The first breastfeeding helps to trigger the involution process of the uterus, as it stimulates the production of natural oxytocin, which helps the uterus contract. Also, in the first hour or so after birth, the neonate is usually quite alert, unless the mother was given pain medications late in labor.

While the infant is being dried off, the mother is delivering the placenta. The amniotic fluid is clear, perhaps tinged with blood . If it appears murky in any way, the baby most likely had a bowel movement during the stressful labor and delivery process. This first bowel movement is called meconium. If present in the amniotic fluid, it is possible that the infant inhaled some into its lungs. This is called meconium aspiration. The neonate with meconium in the amniotic fluid may be intubated to avoid aspiration. Meconium aspiration can lead to tachypnea (rapid respirations) and also pneumonia , and may require the neonate to spend some time under observation in the neonatal intensive care unit (NICU), instead of being kept with its mother. As the infant is being suctioned, assessed and dried, it may be placed in a slight Trendelenburg position, depending on the hospital. This downward slant of about 10 degrees allows gravity to assist in draining mucous.

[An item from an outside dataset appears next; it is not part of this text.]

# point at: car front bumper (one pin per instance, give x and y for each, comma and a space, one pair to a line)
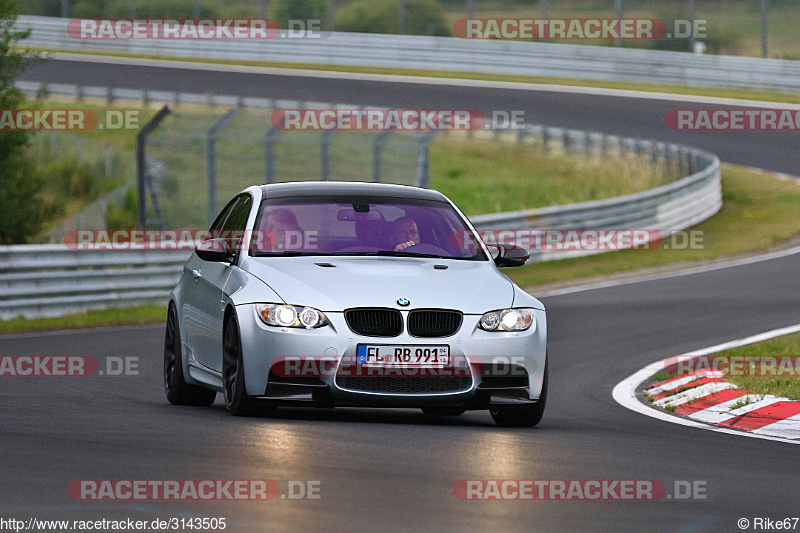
497, 367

At one and five minutes after birth the neonate is assessed for Apgar scores. The infant's heart rate, respiratory effort, muscle tone, reflex, irritability, and color are each given a score of 0, 1, or 2. Each score is then added together for a highest possible score of 10. The normal range is 7-10. It is rare to receive a 10, as some cyanosis in the hands and feet (called acrocyanosis) is quite normal.

In the birthing room a rapid physical examination is performed to assess any gross abnormalities as well as any heart-related problems, and to determine the need for any immediate intervention. The spine will be assessed, and should be free of any openings or dimpling. It will be flat, as the lumbar and sacral curves develop later when the child learns to sit and walk. A more detailed examination will take place about 24 hours later. The umbilical cord and placenta will also be examined for any abnormalities. Any medications given to the mother during labor and delivery are recorded in the neonate's chart, as the medication could affect the infant's respirations and its own ability for tissue oxygenation. The physician or nurse-midwife will also make sure the entire placenta has been expelled to avoid the risk of infection for the mother due to any retained tissue.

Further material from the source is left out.